AK Steel, one of Southwest Ohio's largest employers, will likely be acquired by a Cleveland company known for ore production, officials with Cleveland-Cliffs Inc. announced today.

Cleveland Cliffs, the nation's largest producer of iron ore pellets, is seeking to acquire the local company in a deal believed to be worth roughly $3 billion. 

AK Steel, founded in Middletown in 1899 as the American Rolling Mill Company, still maintains much of its production at a large facility in the city. Its corporate offices are in nearby West Chester. Those offices and a research and innovation center AK runs in Middletown will remain open following the merger, Cliffs officials say.

AK employs 2,400 locally and reported $6.8 billion in revenue last year. It is a leading producer of stainless and electrical steel, as well as flat-rolled carbon steel used in everything from HVAC systems to automotive applications. 

"We are excited to be able to deliver real value to the shareholders of both Cliffs and AK Steel through a value enhancing and leverage-neutral transaction," Cliffs CEO Lourenco Goncalves said in a statement today. "By combining the best-in-class quality of AK Steel's assets and its enviable product mix with Cliffs' debt profile and proven management team, we are creating a premier North American company, self-sufficient in iron ore pellets and geared toward high value-added steel products."

As part of the deal, Cliffs will assume AK's $2.1 billion in debt. A news release from the company didn't spell out potential employment changes but did suggest Cliffs will make roughly $120 million in cost cuts mostly by eliminating corporate redundancies and achieving greater supply chain efficiencies. 

AK Steel's shareholders will receive .4 shares of Cliffs for each AK Steel share they own, and AK shareholders will end up with 32 percent of the shares of the company compared to the 68 percent that will be held by Cliffs shareholders. 

As part of the merger, AK Steel CEO Roger Newport will retire, with Goncalves heading the combined companies.

"We believe this transaction is a compelling opportunity for AK Steel shareholders to participate in the substantial upside potential of what will be a premier vertically integrated producer of value-added iron ore and steel products with significant scale and diversification," Newport said in a statement. "Our shareholders will benefit from exposure to a larger, more diversified company that is better positioned to capitalize on growth opportunities." 
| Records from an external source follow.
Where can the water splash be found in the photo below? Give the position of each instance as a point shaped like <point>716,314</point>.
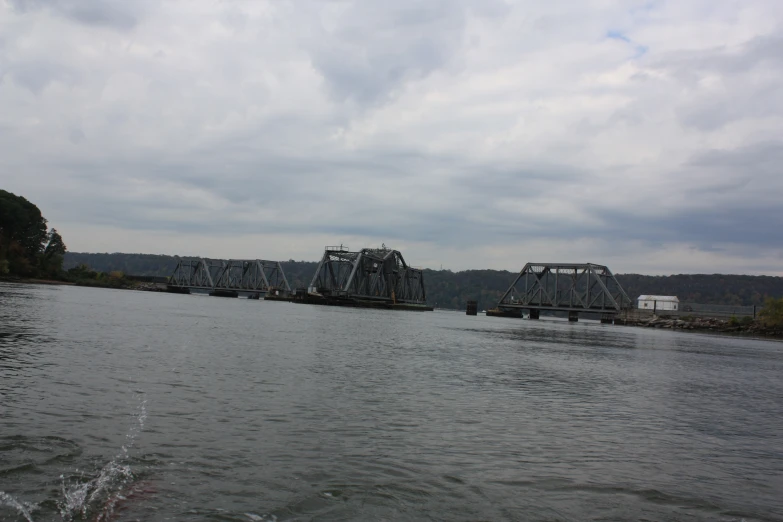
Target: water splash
<point>23,509</point>
<point>80,497</point>
<point>95,496</point>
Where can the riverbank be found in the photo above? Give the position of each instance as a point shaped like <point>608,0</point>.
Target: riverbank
<point>706,324</point>
<point>30,281</point>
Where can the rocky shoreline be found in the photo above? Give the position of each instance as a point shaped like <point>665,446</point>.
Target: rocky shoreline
<point>703,324</point>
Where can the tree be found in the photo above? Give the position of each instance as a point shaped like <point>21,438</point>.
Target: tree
<point>26,248</point>
<point>772,313</point>
<point>54,244</point>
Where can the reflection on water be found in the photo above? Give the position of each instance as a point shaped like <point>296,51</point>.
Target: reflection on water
<point>122,405</point>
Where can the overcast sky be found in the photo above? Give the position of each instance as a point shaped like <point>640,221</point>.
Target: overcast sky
<point>645,135</point>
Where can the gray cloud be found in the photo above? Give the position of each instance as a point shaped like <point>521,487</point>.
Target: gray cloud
<point>491,130</point>
<point>116,14</point>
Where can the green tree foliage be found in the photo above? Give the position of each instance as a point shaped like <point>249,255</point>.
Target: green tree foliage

The boards of both AK Steel and Cliffs have approved the deal. Shareholders and federal regulators must also give the green light before the merger is final. Should they do so, the deal is expected to close by summer next year.

Not everyone is sold on the deal. Shareholder rights law firm Johnston Fistel, LLP said today in a news release that it is investigating the proposal to ascertain if AK's board did due diligence on alternatives to letting the company be acquired by Cliffs and whether they secured the best price for AK's shares under Cliffs' plan to purchase it.